Recovering from the raw yolk-black mucus trauma, I pulled the trusty camera out to capture pudding: ‘Chestnut ice-cream, brown rum marinated raisins & pastry diplomat cream served as a deconstructed mille-feuille’. (Whaddya mean, ‘What’s diplomat cream?’) I was suspicious at first. It was magnificent visually – possibly the finest ever expressionist figurine crafted from dairy products and marron glacé. But where, or rather what, was the challenge? Was there shaved air-dried hedgehog loin scattered into the gaps left by the deconstruction of the mille-feuilles? Did chili-stuffed pickled garlic lurk within the cream as a tantalizing contrast to the soothing sweetness? Had Richard Ekkebus’s minions left delicate shards of specially imported broken glass in every mouthful?
No. As if to reward the victim diner for getting through the earlier courses, the restaurant served up something you would actually want more of.
Just as you add a pinch of sugar to offset lemon or vinegar, so Amber includes a dash of humour to ensure you’re not overcome by the earnest pretentiousness. For example, lollipops made of paté as a between-course nibble. My host, well-known to the staff, got a lot of bowing and scraping, but the heavily-accented French uber-attendant – straight out of central casting – seemed to sense I was a skeptic; as with other supernatural powers, Richard Ekkebus’s mystical gifts with food don’t always work in the presence of negative vibes.
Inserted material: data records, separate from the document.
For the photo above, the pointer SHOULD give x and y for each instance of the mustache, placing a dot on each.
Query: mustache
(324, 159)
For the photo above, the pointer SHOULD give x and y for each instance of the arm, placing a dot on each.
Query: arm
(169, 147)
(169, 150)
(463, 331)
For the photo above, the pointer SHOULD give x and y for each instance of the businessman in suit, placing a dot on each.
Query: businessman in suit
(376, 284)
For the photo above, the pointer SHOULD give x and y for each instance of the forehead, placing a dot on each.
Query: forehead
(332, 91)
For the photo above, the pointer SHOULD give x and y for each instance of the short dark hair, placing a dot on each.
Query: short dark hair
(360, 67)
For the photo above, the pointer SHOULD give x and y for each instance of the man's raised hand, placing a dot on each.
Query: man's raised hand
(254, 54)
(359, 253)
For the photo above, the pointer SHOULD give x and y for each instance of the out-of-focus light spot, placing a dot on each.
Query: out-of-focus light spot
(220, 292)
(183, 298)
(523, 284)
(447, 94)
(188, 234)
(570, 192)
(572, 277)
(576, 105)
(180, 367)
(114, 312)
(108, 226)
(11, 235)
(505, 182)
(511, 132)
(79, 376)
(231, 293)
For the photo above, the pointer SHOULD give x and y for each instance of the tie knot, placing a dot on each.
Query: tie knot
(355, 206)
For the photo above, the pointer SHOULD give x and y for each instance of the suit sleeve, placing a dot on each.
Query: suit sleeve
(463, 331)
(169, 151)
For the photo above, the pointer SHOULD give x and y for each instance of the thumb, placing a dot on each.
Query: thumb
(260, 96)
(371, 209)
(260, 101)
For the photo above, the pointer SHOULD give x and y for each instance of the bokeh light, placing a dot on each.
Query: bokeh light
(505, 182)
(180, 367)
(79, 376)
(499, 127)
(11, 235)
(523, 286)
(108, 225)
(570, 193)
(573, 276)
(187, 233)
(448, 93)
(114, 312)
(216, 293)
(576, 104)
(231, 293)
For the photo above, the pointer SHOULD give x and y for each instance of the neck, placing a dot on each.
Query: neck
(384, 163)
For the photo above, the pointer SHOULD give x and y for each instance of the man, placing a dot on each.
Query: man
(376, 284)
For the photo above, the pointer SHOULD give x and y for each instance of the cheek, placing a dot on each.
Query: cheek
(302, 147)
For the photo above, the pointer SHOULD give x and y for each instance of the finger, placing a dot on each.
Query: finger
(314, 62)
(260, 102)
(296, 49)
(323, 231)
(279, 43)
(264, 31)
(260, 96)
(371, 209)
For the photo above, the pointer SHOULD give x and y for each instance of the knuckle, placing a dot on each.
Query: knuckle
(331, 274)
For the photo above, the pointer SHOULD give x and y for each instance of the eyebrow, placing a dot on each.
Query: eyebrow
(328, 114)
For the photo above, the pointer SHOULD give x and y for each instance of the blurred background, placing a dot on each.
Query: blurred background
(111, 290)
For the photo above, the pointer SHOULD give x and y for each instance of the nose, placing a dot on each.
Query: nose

Trying a bit of telepathy with the Filipino and HK Chinese waitresses, I got the impression that deep down they were on my wavelength: why not just have a bowl of noodles?
You’re supposed to say the surroundings are amazing (it cost loads and the designer was someone really famous). One thing I noticed is that the artful ceiling radiates a gilded halo over the restaurant’s rich spectrum from amber to russet. I did – honest. One thing you get for your money here is space; the surface area of our table for two equalled the square footage of a whole Soho concept themed eatery.
Otherwise, this is the level at which this particular foodie declares that pretentiousness officially begins, thus perhaps revealing himself to be only a semi-foodie after all. Some of us can consider ‘sake in a cup that was also previously filled with smoke’ and ‘liver … paired with a hibiscus reduction’ without laughing out loud, some of us just can’t manage it.